De Bariloche en Argentine à Coyhaique au Chili

Publié le par vadrouillavelo

 

De Bariloche à Coyhaique

 

 

Nous avons bien avancé depuis les dernières nouvelles mais reprenons là où nous en étions … P1030396

                 Bâtiment colonial à Mendoza

Bus de Mendoza à Bariloche ; on s'est finalement pointé au terminal de Los buses avec nos billets en mains. Quand le chauffeur a vu nos vélos, il a levé les bras au ciel mais à notre air tellement naturel, il a accepté de les embarquer mais sans aucune précaution : il les couche l'un sur l'autre et empile par dessus les valises des gens qui font la queue pour monter dans le bus ; décidément, ces vélos sont maudits... Il n'y a pas d'autre solution, le bus est plein et il faut que toutes les valises entrent. Je suis contrariée, mon pauvre vélo tout neuf...Après 18 heures de voyage, on arrive à Bariloche ; on récupère nos vélos, impeccables. La température a nettement chuté, il doit faire entre 15 et 20°. P1030411

 

Manifestation du personnel hospitalier à Bariloche

 

Auberge de jeunesse très sympa.
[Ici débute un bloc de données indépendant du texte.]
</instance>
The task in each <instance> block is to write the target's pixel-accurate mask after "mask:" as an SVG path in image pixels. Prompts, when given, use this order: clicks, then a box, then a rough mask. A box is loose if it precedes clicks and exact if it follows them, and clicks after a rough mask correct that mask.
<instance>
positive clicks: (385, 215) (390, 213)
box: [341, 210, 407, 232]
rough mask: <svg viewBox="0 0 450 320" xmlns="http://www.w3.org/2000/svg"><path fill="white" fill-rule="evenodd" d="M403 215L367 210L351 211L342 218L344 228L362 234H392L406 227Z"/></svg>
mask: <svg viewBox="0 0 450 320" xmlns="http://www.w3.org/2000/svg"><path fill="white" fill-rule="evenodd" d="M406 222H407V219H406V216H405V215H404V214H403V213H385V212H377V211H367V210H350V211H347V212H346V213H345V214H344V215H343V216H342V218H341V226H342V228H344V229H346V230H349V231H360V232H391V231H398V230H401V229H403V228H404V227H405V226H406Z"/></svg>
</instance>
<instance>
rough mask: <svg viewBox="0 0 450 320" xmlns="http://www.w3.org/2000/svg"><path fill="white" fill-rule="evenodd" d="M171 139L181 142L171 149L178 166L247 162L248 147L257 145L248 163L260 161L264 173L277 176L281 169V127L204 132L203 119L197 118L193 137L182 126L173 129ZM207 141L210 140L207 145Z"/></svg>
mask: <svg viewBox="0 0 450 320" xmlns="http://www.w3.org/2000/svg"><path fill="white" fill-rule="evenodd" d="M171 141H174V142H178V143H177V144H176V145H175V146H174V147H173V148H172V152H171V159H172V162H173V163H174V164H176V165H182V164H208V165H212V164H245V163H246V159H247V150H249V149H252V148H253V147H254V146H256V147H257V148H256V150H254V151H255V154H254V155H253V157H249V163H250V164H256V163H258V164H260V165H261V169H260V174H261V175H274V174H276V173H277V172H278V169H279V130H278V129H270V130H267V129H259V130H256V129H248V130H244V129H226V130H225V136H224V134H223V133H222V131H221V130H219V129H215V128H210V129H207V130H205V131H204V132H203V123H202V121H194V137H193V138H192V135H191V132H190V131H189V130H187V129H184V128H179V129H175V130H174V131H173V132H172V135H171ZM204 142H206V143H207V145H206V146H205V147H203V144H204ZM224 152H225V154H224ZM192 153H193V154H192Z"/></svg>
Bariloche a une architecture de montagne à la mode patagonne avec alliance de pierre et de bois, c'est une très belle ville au bord du lac Nahuel Huapi, entourée de hauts pics qui dépassent allègrement les 2000 m d'altitude. C'est à la fois une station de ski l'hiver et un départ de randos dans les Andes. Énormément d'agences proposent du rafting, du kayak, des randos à cheval. Le lac est recouvert de cendres du volcan qui a fait irruption il y a 3 ans, ça fait un drôle d'effet.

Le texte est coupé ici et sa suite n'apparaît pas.